The work was not over. There was then a rigorous negotiation process with LWB to settle on the contract. Following that there was a three-way negotiation process between the Council, LWB and other publishers to negotiate Platform Inclusion Licenses -- LexisNexis and Thompson Reuters being the first among them. These licenses will allow the newly published (and past) Victorian Reports to be made available to the subscribers of those publishers on their respective research platforms.
All throughout this period, there was the delicate matter of the transition from the reporting of those cases still in the pipeline with LexisNexis, edited by former editor Laurence Maher, to the reporting of those cases to be published by LWB under the new editor Peter Willis SC. For my part, and indeed for the whole Council, I am immensely grateful to LexisNexis for the professionalism, grace and cooperation of its staff and personnel in assisting this transition
process. We are delighted to have continued our relationship with LexisNexis by having the Victorian Reports continue to be available on its online platform.
Most significantly, we are delighted with the new dedicated Victorian Reports platform created by our new publisher, LWB, unveiled here tonight. We are excited by its fresh appearance and functionality. We look forward to its continuing development. It embodies the very ideals which we sought and which we believe will enhance the relevance and value of our authorised reports.
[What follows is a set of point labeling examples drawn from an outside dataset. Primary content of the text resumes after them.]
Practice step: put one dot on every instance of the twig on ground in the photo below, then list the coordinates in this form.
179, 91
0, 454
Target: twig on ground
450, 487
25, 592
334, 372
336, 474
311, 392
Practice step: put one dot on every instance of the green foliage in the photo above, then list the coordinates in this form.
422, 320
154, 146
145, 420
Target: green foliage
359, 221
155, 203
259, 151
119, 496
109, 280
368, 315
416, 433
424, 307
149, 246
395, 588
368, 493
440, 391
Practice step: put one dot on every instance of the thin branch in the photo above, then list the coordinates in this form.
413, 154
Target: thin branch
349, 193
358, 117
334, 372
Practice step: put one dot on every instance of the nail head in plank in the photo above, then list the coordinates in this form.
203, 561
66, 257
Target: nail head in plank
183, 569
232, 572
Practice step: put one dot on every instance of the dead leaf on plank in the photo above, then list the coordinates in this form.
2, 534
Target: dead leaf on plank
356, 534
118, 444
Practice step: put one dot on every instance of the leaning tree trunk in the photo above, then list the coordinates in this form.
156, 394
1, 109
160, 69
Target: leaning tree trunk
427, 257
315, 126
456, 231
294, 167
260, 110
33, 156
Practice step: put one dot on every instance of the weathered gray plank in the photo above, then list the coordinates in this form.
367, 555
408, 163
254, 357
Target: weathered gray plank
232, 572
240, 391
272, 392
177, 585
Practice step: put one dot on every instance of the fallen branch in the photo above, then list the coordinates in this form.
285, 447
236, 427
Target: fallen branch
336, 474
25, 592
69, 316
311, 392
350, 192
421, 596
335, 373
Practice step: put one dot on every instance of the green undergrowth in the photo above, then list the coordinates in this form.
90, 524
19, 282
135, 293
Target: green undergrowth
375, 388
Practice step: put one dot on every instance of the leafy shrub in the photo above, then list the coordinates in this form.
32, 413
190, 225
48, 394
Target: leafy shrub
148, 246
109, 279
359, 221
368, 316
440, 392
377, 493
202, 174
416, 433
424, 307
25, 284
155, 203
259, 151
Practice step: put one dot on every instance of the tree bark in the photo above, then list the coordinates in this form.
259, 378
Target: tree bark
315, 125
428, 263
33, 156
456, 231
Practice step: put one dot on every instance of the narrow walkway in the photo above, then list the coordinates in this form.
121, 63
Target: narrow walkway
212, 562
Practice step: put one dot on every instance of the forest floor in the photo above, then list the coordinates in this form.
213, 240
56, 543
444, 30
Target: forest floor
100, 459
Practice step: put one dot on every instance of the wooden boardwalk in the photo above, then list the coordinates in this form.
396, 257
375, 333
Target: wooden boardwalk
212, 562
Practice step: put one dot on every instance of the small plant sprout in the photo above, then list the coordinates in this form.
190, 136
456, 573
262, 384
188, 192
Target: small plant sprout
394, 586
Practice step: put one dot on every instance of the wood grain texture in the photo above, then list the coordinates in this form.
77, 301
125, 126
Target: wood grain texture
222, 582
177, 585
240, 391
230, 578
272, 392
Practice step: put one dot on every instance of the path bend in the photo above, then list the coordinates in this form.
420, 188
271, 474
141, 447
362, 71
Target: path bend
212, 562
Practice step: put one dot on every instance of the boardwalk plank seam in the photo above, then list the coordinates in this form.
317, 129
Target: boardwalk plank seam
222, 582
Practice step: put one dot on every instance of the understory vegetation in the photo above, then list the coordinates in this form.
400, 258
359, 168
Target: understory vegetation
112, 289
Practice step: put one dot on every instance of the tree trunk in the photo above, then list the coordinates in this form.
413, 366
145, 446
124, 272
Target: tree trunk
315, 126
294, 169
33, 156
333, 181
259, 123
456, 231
The result is that the Victorian Reports are:
- Available on the dedicated Victorian Reports website published by Little William Bourke, with its own unique functionality: including, a freely available searchable database, and with a variety of subscription options including pay-per-view;
- Available on the online platforms of both LexisNexis and Thompson Reuters and, in the future, other publishers with whom we reach agreement;
- Available in a timely manner, with decisions to be uploaded to the various platforms, case by case, as soon as they have passed through the selection, editing, approving and uploading processes. Indeed you will see the first three of the LWB Vol 47 cases up on the site today!
- Available also in traditional hard copy format, and
- And all for a range of pricing models which we believe will well accommodate the needs of our different categories of users.
It has been a long and challenging process, accomplished by the voluntary efforts of so many hard workers on the Council. I principally wish to acknowledge the dedicated work of Michael Pearce SC, Laurie Atkinson (Director of the Law Library of Victoria), former honorary secretary Denis Davies (Herbert Smith Freehills), Peter Bartlett (Minter Ellison) and the tireless and dedicated work of the former editor, Laurence Maher. Of course, there were others who played their roles but mostly we watched on with grateful admiration for those I have named.
Our driving ambition has been to achieve the widest possible dissemination at the lowest cost. That will remain our ambition along with a dedication to continue to monitor and enhance the value of the authorised reports, and their timely delivery.